VelocityShares Daily Inverse VIX Short Term ETN (XIV)
Source: StockCharts.com


So, let's take a look at one possible longer-term approach on XIV using the weekly chart, including where I would buy, where I would buy secondary positions as well as sell or short points. The solid blue vertical lines represent a normal-size buy for a trader while the dotted black vertical lines are half-size buys. The dotted red lines are a full sell of the position and a second dotted red line without a blue or black line in between represents a short position. I would stay with half size on the short size since there is always more risk in being short.

The approach here is to use varying technical analysis to predict entry and exits in XIV. I did include the SPDR S&P (SPY) performance at the top of the chart because you could use the same idea on the SPY entry and exits if there was a preference.

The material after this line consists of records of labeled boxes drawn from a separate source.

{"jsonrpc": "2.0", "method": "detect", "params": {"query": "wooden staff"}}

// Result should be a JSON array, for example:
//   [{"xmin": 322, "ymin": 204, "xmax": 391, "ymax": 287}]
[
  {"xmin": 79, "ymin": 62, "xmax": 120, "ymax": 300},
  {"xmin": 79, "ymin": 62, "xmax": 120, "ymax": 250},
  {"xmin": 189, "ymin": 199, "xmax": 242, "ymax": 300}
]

Here, I would be looking at buying whenever I saw a bullish crossover on the price momentum oscillator. I adjusted the settings to 21,13,8 to bring in a Fibonacci touch. Since this is a weekly chart and I'm trying to catch a turn earlier, these are somewhat aggressive settings, but with volatility, I believe that is needed.

A second entry is used by combining the On Balance Volume with a 24-week moving average. I want to buy XIV whenever the 24-week MA crosses over the OBV or any time it retests the OBV after trading above it. This will create more trades than the PMO alone and stronger trades in my view. This is the full-size entry, where the PMO indicator can be a half size or full size, depending on the risk tolerance of the trader.

On the sell side, I am using the 20-period Bollinger bands with a 2.5 standard deviation. This is a similar strategy I use when shorting iShares Barclays 20+ Year Treasury Bond Fund (TLT). When XIV pierces the upper Bollinger band, then it is time to exit. I did add a 10 period, 2.75 standard deviation band shown with the red lines just as a yellow flag alert on the downside. When XIV price pushes that lower band, the stinky stuff may be about to hit the fan. It is just for informational purposes only. It also often signifies a buying opportunity is very, very close.